Serviço Nacional de Aprendizagem Comercial – SENAC

Curso Técnico de Segurança do Trabalho

Instrutor: José Fernando Alvares Rodrigues Disciplina: Princípios de Tecnologia Industrial

PROCESSO DE PRODUÇÃO

Instrutor: José Fernando Alvares Rodrigues

Abril – 2009

Belém - PA

1. O PROCESSO DE PRODUÇÃOQuando vamos a um supermercado e compramos gêneros alimentícios, bebidas, calçados, material de limpeza, etc., estamos adquirindo bens. Da mesma forma, quando pagamos à passagem do ônibus ou uma consulta medica, estamos pagando um serviço. Ao viverem em sociedade, as pessoas participam diretamente da produção, da distribuição e do consumo de bens e serviços, ou seja, participam da vida econômica da sociedade. Assim, o conjunto de indivíduos que participam da vida econômica de uma nação é o conjunto de indivíduos que participam da produção, distribuição e consumo de bens e serviços. Ex: operários quando trabalham estão ajudando a produzir, quando, com o salário que recebem, compram algo, estão participando da distribuição, pois estão comprando bens e consumo. E quando consomem os bens e os serviços que adquiriram, estão participando da atividade econômica de consumo de bens e serviços.

1.1- PRODUÇÃO – é a transformação da natureza da qual resulta bens de consumo que vão satisfazer as necessidades do homem. Portanto, produzir é dar uma nova combinação aos elementos da natureza.

1.2- FORÇA DE TRABALHO – é a energia física e mental gasta durante o processo de trabalho. Resumindo, o processo de produção compõe-se de três elementos associados: trabalho, matéria-prima, e instrumentos de produção. Vamos analisá-lo mais detidamente. 1.3- TRABALHO: É a atividade realizada pela pessoa que, utilizando os instrumentos de produção, transforma a matéria-prima num bem. De acordo com a execução, o trabalho pode ser classificado como: 1.4- TRABALHO QUALIFICADO: não pode ser classificado sem certo grau de aprendizagem; o trabalho de um torneiro mecânico, por exemplo, enquadra-se nesta categoria. Trabalho não qualificado: pode ser feito praticamente sem aprendizagem; como por exemplo, temos o trabalho de servente de pedreiro. Obs.: Tanto a atividade manual (operário) como a atividade intelectual (desenhista) são trabalhos, desde que tenham como resultado a obtenção de bens e serviços. 1.5- MATÉRIA-PRIMA: Os objetos que, no processo de produção, são transformados para constituírem o bem final são chamados de matéria-prima. Ex: as matérias primas de uma costureira é o tecido, a linha, os botões, os colchetes. Todos estes elementos passam a constituir a roupa, se uma maneira ou de outra; se faltar uma destas matérias primas, a costureira não poderá produzir o vestido. Antes de serem matérias-primas, esses elementos encontram-se na natureza em forma de recursos naturais. Recursos naturais: são os elementos da natureza acessíveis e que podem ser incorporados à atividade econômica do homem.

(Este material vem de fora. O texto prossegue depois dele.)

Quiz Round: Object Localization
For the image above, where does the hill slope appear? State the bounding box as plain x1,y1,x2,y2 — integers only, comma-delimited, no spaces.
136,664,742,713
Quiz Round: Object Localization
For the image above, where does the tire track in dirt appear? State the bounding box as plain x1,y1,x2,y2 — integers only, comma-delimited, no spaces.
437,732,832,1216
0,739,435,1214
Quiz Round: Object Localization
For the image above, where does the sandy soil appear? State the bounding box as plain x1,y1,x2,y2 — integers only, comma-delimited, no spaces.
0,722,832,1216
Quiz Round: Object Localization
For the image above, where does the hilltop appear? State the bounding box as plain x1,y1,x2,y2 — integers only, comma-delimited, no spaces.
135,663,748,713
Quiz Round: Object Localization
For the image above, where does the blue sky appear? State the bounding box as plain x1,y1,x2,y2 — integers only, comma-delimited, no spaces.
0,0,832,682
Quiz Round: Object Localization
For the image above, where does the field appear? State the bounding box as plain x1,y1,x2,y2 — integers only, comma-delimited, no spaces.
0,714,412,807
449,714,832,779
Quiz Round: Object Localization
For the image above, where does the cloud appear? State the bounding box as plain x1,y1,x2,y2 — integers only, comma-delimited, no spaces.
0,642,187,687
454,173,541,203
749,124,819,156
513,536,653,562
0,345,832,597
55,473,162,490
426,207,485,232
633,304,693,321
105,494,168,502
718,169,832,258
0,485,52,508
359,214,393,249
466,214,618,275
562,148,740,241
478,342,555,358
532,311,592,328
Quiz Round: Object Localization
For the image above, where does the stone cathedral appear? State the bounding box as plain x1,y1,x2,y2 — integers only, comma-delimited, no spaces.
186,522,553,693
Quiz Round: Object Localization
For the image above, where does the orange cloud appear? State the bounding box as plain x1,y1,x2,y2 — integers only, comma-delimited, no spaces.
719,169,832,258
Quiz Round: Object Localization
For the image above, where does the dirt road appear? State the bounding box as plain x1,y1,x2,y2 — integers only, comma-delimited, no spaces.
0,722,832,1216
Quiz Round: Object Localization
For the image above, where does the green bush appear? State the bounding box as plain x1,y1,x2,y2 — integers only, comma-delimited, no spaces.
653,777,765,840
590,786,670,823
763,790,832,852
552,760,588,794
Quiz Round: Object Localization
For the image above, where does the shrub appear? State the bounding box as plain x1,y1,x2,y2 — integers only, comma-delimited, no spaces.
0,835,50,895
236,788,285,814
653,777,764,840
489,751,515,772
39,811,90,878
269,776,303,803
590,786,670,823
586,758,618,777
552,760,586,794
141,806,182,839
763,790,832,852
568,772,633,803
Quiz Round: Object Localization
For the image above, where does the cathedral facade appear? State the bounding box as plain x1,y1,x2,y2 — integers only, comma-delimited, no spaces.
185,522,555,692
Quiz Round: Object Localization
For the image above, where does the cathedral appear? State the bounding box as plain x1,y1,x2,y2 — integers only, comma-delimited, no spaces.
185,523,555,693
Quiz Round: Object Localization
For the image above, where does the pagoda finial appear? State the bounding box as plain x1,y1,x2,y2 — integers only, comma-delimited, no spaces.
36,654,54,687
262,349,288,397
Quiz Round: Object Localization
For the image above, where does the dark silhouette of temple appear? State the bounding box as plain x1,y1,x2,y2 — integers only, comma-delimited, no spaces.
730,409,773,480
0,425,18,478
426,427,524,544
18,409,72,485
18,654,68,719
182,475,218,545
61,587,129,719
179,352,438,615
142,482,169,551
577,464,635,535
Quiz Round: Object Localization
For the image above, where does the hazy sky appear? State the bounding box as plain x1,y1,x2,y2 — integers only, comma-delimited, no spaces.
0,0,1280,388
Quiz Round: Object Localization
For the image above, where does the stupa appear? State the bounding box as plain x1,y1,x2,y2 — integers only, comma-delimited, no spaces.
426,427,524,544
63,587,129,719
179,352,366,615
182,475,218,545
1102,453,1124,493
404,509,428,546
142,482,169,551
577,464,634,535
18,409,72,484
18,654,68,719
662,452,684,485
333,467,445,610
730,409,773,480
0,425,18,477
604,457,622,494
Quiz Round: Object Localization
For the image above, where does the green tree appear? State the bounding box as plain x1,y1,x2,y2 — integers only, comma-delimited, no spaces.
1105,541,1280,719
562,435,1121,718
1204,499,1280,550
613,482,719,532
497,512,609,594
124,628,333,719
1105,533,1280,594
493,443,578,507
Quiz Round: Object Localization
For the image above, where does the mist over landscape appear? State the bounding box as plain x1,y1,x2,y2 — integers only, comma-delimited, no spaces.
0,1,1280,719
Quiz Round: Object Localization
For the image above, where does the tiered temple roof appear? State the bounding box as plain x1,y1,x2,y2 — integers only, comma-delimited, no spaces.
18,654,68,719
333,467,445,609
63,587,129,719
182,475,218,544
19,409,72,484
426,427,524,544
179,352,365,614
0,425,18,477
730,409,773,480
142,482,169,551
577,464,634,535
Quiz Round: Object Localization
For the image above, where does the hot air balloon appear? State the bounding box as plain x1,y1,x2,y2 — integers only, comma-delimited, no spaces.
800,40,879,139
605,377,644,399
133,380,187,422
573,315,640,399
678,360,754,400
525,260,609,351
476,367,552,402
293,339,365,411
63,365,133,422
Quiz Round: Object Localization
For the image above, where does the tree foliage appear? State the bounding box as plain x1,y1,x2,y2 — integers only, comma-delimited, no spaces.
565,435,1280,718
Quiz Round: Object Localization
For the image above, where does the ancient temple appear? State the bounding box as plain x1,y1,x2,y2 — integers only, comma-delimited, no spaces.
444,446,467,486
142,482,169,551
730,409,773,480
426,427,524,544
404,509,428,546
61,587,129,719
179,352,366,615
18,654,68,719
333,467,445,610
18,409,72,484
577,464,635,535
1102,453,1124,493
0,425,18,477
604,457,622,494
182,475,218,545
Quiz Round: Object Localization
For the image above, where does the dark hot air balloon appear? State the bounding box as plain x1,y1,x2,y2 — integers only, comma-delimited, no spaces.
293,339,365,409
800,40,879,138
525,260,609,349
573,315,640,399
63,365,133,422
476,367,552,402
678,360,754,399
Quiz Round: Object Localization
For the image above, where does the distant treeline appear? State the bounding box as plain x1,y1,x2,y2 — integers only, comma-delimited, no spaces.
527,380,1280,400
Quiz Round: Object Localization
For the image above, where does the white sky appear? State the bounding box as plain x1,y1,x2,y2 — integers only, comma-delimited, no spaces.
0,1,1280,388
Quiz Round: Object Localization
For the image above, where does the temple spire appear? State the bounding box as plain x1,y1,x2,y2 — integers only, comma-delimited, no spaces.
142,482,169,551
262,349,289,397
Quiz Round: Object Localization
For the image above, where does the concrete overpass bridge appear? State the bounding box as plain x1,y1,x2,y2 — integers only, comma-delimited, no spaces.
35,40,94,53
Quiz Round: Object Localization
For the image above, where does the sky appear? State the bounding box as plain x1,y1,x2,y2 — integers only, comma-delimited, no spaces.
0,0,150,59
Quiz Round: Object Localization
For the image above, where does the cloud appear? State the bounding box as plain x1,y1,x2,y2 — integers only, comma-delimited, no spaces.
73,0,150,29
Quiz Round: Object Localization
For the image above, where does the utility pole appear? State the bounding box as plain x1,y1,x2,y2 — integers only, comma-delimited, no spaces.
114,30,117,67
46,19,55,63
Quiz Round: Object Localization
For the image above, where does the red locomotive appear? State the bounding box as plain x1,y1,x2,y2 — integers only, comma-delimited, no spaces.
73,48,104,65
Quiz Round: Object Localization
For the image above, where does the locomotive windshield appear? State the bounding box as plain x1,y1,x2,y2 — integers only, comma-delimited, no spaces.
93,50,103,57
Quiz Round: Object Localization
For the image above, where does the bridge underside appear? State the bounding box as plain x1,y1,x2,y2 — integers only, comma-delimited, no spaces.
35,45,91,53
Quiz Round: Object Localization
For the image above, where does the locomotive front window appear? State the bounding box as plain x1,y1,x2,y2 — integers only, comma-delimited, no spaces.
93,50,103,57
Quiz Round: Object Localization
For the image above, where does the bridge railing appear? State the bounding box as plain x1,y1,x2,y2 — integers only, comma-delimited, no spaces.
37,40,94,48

1.6- INSTRUMENTOS DE PRODUÇÃO: Todas as coisas que direta ou indiretamente nos permite transformar a matéria-prima num bem final são chamados instrumentos de produção. Ex: no caso da costureira, os instrumentos de produção é a tesoura, a agulha e a máquina de costura. 1.7- MEIOS DE PRODUÇÃO: Como vimos, sem matéria-prima e sem instrumentos de produção não se pode produzir nada. Eles são os meios materiais para realizar qualquer tipo de trabalho. Por isso, são chamados meios de produção.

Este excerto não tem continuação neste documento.